Using personalized speech synthesis and neural language generator for rapid speaker adaptation


We propose to use the personalized speech synthesis and the neural
language generator to synthesize content relevant personalized
speech for rapid speaker adaptation. It has two distinct aspects:
First, it relieves the general data sparsity issue in rapid adaptation via
making use of additional synthesized personalized speech; Second,
it circumvents the obstacle of the explicit labeling error in unsupervised
adaptation by converting it to pseudo-supervised adaptation.
In this setup, the labeling error is implicitly rendered as less damaging
speech distortion in the personalized synthesized speech. This
results in significant performance breakthrough in the rapid unsupervised
speaker adaptation. We apply the proposed methodology to a
speaker adaptation task in a state-of-art speech transcription system.

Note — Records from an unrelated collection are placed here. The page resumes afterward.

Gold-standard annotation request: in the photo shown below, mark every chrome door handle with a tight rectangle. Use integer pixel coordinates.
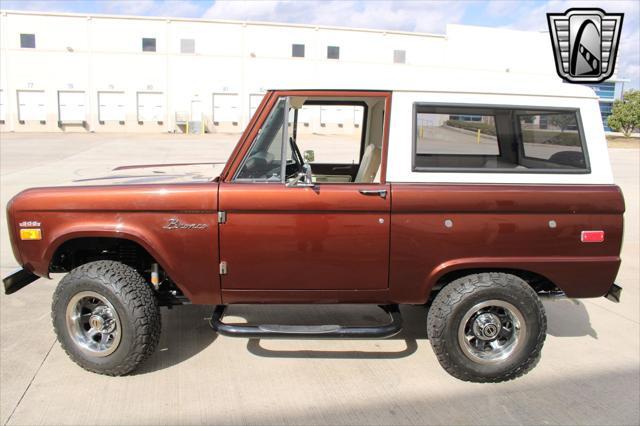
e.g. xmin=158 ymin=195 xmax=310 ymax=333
xmin=359 ymin=189 xmax=387 ymax=198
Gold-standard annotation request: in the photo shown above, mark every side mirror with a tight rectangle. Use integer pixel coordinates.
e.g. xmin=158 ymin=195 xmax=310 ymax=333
xmin=286 ymin=163 xmax=315 ymax=188
xmin=303 ymin=150 xmax=315 ymax=163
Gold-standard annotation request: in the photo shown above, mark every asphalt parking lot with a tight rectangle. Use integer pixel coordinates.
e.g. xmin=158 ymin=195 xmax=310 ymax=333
xmin=0 ymin=133 xmax=638 ymax=425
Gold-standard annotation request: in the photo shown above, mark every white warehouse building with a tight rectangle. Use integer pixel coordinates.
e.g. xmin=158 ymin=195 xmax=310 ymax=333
xmin=0 ymin=10 xmax=626 ymax=134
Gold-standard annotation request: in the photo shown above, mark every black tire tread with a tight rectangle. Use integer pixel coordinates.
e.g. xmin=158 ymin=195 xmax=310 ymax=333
xmin=427 ymin=272 xmax=546 ymax=383
xmin=52 ymin=260 xmax=161 ymax=376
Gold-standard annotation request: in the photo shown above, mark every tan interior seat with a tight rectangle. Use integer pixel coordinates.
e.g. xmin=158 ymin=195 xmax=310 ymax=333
xmin=355 ymin=144 xmax=382 ymax=183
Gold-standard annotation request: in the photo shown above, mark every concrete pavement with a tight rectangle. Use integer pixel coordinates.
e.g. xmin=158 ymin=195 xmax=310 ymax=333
xmin=0 ymin=133 xmax=638 ymax=425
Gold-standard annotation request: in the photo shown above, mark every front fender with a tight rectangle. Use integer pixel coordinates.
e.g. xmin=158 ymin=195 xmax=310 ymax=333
xmin=16 ymin=213 xmax=220 ymax=305
xmin=44 ymin=226 xmax=166 ymax=276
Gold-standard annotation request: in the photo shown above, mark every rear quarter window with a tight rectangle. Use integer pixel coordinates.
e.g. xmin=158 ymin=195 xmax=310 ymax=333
xmin=413 ymin=104 xmax=589 ymax=173
xmin=517 ymin=111 xmax=586 ymax=169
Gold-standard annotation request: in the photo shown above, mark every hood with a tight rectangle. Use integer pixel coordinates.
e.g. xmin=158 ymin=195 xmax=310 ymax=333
xmin=69 ymin=162 xmax=225 ymax=186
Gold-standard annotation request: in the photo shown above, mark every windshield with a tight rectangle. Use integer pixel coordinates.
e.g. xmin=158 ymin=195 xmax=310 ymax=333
xmin=235 ymin=98 xmax=288 ymax=182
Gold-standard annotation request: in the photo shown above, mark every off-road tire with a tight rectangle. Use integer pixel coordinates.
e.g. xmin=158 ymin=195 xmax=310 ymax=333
xmin=52 ymin=260 xmax=161 ymax=376
xmin=427 ymin=272 xmax=546 ymax=383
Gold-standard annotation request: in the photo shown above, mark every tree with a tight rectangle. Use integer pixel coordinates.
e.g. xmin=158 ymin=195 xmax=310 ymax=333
xmin=608 ymin=90 xmax=640 ymax=137
xmin=550 ymin=114 xmax=574 ymax=132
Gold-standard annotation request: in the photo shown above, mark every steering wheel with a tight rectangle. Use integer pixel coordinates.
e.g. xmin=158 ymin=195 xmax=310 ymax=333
xmin=242 ymin=152 xmax=278 ymax=179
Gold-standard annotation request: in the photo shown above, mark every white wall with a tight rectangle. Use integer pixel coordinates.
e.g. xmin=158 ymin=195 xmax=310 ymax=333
xmin=0 ymin=10 xmax=567 ymax=133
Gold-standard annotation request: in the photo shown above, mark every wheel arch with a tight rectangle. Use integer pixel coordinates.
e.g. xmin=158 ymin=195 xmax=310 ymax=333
xmin=48 ymin=234 xmax=162 ymax=274
xmin=48 ymin=233 xmax=194 ymax=306
xmin=45 ymin=231 xmax=195 ymax=298
xmin=425 ymin=258 xmax=563 ymax=303
xmin=433 ymin=268 xmax=558 ymax=293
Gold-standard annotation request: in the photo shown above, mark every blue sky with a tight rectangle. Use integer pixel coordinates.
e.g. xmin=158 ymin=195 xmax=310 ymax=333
xmin=2 ymin=0 xmax=638 ymax=88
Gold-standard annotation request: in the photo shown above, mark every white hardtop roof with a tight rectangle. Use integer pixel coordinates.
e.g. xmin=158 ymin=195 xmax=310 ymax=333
xmin=271 ymin=69 xmax=598 ymax=100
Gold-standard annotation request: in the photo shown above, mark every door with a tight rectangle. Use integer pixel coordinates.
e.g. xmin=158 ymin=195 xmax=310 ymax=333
xmin=58 ymin=91 xmax=86 ymax=122
xmin=0 ymin=90 xmax=6 ymax=122
xmin=190 ymin=99 xmax=202 ymax=121
xmin=213 ymin=93 xmax=240 ymax=124
xmin=249 ymin=94 xmax=264 ymax=119
xmin=98 ymin=91 xmax=125 ymax=122
xmin=137 ymin=92 xmax=164 ymax=122
xmin=17 ymin=90 xmax=46 ymax=121
xmin=218 ymin=93 xmax=391 ymax=291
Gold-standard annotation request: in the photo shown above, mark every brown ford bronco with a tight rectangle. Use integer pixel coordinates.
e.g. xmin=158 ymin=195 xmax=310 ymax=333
xmin=3 ymin=87 xmax=624 ymax=382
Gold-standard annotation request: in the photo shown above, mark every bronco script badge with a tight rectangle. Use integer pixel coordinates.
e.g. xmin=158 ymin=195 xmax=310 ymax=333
xmin=163 ymin=218 xmax=208 ymax=230
xmin=547 ymin=8 xmax=623 ymax=83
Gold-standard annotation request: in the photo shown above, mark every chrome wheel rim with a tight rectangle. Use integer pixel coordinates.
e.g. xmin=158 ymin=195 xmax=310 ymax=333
xmin=65 ymin=291 xmax=121 ymax=357
xmin=458 ymin=300 xmax=526 ymax=364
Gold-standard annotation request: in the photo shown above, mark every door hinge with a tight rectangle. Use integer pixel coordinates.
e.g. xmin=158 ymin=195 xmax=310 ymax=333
xmin=219 ymin=261 xmax=228 ymax=275
xmin=217 ymin=211 xmax=227 ymax=224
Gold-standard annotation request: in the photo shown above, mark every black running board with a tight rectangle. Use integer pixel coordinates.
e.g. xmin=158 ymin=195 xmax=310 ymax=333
xmin=209 ymin=305 xmax=402 ymax=339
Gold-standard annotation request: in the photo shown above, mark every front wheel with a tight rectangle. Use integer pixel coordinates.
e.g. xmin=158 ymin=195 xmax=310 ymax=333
xmin=427 ymin=272 xmax=546 ymax=383
xmin=52 ymin=260 xmax=161 ymax=376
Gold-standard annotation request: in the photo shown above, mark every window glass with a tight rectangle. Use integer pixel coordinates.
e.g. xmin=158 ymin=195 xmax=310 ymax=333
xmin=292 ymin=44 xmax=305 ymax=58
xmin=416 ymin=113 xmax=499 ymax=155
xmin=586 ymin=82 xmax=615 ymax=99
xmin=142 ymin=38 xmax=156 ymax=52
xmin=180 ymin=39 xmax=195 ymax=54
xmin=327 ymin=46 xmax=340 ymax=59
xmin=294 ymin=104 xmax=363 ymax=164
xmin=20 ymin=34 xmax=35 ymax=48
xmin=235 ymin=98 xmax=287 ymax=182
xmin=393 ymin=49 xmax=406 ymax=64
xmin=413 ymin=106 xmax=587 ymax=172
xmin=518 ymin=112 xmax=585 ymax=168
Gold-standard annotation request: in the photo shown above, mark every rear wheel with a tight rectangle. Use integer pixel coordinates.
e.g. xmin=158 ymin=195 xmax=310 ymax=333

With 1 minute (min) adaptation data, our proposed approach yields
9.19 % or 5.98 % relative word error rate (WER) reduction for the
supervised and the unsupervised adaptation, comparing to the negligible
gain when adapting only with 1 min original speech. With 10
min adaptation data, it yields 12.53 % or 7.89 % relative WER reduction,
doubling the gain of the baseline adaptation. The proposed
approach is particularly suitable for unsupervised adaptation.